Keyboard layouts and CLDR (was: Re: 0027, 02BC, 2019, or a new character?)

Alastair Houghton via Unicode unicode at
Tue Jan 30 04:20:46 CST 2018

On 30 Jan 2018, at 05:31, Marcel Schneider via Unicode <unicode at> wrote:
> OnMon, 29 Jan 2018 11:13:21 -0700, Tom Gewecke wrote:
>>> On Jan 29, 2018, at 4:26 AM, Marcel Schneider via Unicode  wrote:
>>> the Windows US-Intl 
>>> does not allow to write French in a usable manner, as the Œœ is still 
>>> missing, and does not allow to type German correctly neither due to 
>>> the lack of single angle quotation marks (used in some French locales, 
>>> too, and perhaps likely to become even more widespread). Of course 
>>> these are all on the macOS US-Extended.
>> They are also all on the MacOS "US International PC", provided since 2009 by Apple
>> for Windows users who like US International.
> I suppose that this layout ships with the Windows emulation that can be run on a Mac.

No.  It’s included as standard with the macOS itself.  Go to System Preferences, choose “Keyboard”, then “Input Sources”.  Click the “+” button at the bottom left, then enter “PC” in the search field and you’ll see there are a range of “PC” layouts.

>> œ Œ are on alt and alt-shift q
>> ‹› are on alt-shift 3/4

More of a nitpick than anything, but Apple keyboards have *Option*, not “alt”.  Yes, some (but not all) keyboards’ Option keys have an “alt” annotation at the top, but that was added AFAIK for the benefit of people running PC emulation (or these days, Windows under e.g. VMWare Fusion).  The “alt” annotation isn’t on the latest keyboards (go look in an Apple Store if you don’t believe me :-)).

> Then this is ported from the Apple US layout, where these characters are in the same 
> places. However that does not include correct spacing, as required for French.

Not sure what you mean about spacing.  That, surely, is a matter mainly for the software you’re using, rather than for a keyboard layout?
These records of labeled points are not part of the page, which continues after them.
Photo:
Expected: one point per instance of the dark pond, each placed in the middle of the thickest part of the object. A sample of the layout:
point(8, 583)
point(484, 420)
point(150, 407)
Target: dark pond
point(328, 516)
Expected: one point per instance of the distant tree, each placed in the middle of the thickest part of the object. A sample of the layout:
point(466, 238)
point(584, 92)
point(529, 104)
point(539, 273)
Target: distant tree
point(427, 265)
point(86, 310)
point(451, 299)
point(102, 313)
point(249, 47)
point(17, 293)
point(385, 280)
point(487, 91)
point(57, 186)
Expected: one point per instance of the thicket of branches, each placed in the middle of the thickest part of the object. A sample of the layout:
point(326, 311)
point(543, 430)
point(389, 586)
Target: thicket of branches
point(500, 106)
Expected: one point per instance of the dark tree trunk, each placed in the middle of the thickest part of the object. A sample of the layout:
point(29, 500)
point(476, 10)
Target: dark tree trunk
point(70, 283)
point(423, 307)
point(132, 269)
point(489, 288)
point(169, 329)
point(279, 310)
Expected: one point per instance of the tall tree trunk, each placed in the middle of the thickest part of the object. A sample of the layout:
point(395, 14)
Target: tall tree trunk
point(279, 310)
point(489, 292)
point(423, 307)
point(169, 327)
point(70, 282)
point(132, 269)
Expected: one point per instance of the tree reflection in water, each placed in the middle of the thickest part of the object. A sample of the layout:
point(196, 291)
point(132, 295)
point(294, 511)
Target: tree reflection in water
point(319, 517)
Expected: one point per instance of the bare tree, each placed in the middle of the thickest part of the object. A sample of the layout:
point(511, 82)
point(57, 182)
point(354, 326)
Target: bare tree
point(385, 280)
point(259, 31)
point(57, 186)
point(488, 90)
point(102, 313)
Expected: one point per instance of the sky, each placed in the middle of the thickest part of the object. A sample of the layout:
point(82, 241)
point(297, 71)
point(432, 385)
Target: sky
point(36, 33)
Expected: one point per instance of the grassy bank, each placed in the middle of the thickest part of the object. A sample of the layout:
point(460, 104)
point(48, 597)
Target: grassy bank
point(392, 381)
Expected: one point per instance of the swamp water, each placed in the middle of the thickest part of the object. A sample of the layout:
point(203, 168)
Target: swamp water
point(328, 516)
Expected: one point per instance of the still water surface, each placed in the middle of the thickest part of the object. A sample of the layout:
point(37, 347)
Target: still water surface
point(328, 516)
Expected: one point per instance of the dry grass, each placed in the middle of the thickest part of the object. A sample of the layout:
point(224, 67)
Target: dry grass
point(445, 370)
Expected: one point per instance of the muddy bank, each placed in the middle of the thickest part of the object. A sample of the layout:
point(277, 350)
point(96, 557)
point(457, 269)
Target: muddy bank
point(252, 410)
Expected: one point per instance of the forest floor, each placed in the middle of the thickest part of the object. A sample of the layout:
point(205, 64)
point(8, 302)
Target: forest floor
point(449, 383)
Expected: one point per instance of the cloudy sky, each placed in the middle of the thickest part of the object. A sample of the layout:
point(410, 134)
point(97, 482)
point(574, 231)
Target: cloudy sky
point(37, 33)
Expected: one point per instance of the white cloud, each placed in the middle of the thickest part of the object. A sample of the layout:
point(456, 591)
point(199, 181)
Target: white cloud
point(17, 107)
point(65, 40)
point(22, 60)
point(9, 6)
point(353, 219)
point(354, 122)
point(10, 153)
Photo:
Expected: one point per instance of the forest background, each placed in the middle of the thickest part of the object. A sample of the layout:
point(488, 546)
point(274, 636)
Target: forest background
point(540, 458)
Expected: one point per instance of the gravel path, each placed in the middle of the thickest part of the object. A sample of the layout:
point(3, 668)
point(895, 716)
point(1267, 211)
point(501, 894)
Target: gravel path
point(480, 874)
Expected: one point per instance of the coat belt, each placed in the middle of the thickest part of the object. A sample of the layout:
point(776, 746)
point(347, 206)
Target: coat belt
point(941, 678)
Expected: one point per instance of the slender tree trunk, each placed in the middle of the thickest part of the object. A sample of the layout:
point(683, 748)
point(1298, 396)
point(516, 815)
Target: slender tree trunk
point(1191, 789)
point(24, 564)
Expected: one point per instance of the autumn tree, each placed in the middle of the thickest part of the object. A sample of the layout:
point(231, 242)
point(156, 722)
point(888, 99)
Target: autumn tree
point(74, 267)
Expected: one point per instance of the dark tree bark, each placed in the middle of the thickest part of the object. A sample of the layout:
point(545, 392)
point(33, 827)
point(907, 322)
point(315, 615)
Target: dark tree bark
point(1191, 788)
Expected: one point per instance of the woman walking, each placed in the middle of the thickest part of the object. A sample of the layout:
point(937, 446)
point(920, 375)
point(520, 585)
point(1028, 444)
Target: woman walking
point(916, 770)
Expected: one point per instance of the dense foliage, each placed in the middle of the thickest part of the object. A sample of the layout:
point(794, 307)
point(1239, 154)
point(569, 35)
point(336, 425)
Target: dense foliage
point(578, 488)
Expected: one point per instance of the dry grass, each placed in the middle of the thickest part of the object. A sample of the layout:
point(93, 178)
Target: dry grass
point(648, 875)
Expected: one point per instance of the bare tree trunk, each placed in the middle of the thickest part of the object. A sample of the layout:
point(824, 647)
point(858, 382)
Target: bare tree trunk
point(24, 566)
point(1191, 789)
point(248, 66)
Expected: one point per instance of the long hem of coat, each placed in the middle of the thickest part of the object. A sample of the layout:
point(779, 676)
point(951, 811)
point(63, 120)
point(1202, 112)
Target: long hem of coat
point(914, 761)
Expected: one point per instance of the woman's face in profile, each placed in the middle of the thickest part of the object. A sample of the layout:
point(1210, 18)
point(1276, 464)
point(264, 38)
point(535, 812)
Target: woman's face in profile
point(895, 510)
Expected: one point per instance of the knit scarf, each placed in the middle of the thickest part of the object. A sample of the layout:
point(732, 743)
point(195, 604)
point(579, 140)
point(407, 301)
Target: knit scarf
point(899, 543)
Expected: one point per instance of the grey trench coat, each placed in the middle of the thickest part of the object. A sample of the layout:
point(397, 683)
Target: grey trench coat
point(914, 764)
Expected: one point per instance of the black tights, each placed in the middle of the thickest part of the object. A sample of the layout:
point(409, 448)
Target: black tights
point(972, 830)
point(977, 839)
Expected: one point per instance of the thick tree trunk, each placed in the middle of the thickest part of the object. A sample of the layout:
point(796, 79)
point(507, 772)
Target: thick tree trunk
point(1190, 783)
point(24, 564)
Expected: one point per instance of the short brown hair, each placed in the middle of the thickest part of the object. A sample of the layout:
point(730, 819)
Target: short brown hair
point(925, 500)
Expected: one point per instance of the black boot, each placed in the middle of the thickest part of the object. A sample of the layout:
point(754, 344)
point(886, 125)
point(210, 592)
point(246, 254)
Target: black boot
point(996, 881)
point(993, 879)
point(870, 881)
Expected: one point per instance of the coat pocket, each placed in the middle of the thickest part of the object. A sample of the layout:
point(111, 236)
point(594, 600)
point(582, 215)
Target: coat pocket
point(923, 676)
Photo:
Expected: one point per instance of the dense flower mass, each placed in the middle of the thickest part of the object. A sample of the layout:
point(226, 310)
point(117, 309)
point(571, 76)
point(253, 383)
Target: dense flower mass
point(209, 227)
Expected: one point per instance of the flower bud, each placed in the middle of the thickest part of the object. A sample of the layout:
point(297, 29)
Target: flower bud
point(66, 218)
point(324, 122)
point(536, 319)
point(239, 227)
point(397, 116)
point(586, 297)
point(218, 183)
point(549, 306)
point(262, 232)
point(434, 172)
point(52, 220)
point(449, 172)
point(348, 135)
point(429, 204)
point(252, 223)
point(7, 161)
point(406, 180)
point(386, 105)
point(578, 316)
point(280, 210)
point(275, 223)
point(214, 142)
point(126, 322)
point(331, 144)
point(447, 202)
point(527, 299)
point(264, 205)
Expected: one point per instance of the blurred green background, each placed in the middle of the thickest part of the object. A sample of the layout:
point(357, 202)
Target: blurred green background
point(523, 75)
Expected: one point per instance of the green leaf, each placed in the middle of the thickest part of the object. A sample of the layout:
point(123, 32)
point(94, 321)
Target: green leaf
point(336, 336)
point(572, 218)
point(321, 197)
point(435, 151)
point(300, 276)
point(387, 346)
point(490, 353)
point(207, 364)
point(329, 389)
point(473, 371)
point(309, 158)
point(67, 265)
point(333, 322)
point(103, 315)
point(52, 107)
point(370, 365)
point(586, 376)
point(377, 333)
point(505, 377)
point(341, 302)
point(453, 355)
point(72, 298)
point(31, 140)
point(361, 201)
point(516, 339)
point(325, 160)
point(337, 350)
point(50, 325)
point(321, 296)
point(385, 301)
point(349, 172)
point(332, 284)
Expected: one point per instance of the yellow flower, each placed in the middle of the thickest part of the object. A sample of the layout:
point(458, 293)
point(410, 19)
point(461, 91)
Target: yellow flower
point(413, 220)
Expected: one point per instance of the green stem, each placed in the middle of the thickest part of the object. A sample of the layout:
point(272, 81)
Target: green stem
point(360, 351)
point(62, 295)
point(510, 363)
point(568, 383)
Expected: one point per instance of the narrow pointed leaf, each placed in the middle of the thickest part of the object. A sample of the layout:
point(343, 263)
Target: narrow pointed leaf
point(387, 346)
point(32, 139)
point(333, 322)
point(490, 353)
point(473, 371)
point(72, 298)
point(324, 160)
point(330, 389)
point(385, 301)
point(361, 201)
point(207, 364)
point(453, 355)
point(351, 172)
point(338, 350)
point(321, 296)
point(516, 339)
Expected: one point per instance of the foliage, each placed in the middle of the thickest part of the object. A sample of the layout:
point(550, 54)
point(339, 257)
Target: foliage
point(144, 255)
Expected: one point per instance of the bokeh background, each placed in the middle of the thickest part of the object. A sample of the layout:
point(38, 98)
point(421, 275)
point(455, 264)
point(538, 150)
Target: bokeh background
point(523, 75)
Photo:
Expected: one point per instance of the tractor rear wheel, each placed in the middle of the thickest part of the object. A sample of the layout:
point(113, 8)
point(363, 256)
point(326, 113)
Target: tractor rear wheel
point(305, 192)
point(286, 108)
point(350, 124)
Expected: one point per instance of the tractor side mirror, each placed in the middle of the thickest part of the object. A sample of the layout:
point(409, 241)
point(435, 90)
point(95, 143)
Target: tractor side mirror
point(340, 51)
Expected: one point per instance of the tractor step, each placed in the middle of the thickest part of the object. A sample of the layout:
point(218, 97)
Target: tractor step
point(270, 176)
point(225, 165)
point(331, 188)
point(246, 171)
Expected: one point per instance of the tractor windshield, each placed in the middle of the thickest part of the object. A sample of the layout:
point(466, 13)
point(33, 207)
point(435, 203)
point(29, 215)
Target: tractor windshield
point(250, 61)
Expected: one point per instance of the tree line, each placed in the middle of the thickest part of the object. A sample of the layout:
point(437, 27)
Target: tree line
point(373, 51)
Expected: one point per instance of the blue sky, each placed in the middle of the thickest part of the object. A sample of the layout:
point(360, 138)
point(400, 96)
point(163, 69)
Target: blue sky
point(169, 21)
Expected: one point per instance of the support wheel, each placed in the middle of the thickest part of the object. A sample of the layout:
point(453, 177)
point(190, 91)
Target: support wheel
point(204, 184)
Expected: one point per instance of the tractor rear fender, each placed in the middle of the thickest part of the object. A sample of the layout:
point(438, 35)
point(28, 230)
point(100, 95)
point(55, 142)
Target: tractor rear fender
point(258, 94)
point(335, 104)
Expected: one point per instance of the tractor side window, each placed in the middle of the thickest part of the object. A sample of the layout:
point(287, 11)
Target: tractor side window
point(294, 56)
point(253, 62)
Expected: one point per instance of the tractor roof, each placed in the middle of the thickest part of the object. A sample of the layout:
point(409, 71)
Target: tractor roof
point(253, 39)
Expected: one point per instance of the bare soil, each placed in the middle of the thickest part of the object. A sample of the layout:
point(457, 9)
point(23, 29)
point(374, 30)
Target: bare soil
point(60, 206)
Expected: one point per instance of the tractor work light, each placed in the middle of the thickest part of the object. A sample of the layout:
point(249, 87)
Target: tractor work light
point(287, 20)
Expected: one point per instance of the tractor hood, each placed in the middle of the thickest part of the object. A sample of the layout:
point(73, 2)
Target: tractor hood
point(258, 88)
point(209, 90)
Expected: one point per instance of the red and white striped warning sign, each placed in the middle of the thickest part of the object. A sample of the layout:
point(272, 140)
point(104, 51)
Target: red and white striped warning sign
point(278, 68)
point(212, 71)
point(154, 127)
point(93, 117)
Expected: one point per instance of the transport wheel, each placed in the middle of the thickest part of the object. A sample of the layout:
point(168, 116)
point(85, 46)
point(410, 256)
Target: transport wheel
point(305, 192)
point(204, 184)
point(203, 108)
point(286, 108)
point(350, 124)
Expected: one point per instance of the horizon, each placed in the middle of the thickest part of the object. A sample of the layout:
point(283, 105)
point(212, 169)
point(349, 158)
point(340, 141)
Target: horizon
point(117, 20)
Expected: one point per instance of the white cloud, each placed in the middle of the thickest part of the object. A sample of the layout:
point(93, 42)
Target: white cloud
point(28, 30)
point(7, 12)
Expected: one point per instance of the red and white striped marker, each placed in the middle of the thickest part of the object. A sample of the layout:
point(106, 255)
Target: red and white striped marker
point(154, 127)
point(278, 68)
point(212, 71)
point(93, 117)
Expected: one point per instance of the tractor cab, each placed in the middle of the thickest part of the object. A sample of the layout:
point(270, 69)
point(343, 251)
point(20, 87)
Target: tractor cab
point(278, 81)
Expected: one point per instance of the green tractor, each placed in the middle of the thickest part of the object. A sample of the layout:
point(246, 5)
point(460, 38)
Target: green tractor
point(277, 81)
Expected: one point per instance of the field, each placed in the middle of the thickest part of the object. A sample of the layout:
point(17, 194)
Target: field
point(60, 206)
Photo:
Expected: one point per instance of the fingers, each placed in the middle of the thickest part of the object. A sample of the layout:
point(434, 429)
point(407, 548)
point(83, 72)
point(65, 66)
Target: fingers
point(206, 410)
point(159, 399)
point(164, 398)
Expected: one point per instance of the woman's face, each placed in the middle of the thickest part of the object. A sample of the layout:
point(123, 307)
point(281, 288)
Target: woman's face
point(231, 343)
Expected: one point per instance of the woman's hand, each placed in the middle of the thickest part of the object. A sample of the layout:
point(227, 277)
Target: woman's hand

>> (US Extended has also been renamed ABC Extended back in 2015)
> Presumably because it is interesting for many locales worldwide accustomed to the 
> US QWERTY layout. That tends to prove that Mac users accept changes, while 
> Windows users refuse changes. However I fail to understand such a discrepancy.

I don’t think it’s the users.

I think, rather, that Apple is (or has been) prepared to make radical changes, even at the expense of backwards compatibility and even where it knows there will be short term pain from users complaining about them, where Microsoft is more conservative.  This pattern exists across the board at the two companies; the Windows API hasn’t changed all that much since Windows NT 4/95, whereas Apple has basically thrown away all the work it did up to Mac OS 9 and is a lot more aggressive about deprecating and removing functionality even in Mac OS X/macOS than Microsoft ever was.

This is exemplified, actually, by the length of time Microsoft keeps backwards compatibility layers, versus the length of time Apple does so.  The WoW subsystem is (I think) still part of the 32-bit builds of Windows, so they can still run Windows 3.1 software, DOS software and so on (i.e. software back to the 1980s).  Apple, on the other hand, dropped support for “Classic” Mac apps back in 10.4 and has never supported running PowerPC classic apps on any Intel machine.  Indeed, six years ago now, in Mac OS X 10.7, Apple dropped support for running PowerPC apps built for Mac OS X, which basically means that software Mac users bought to run on their older PowerPC-based Macs is now not usable on new machines.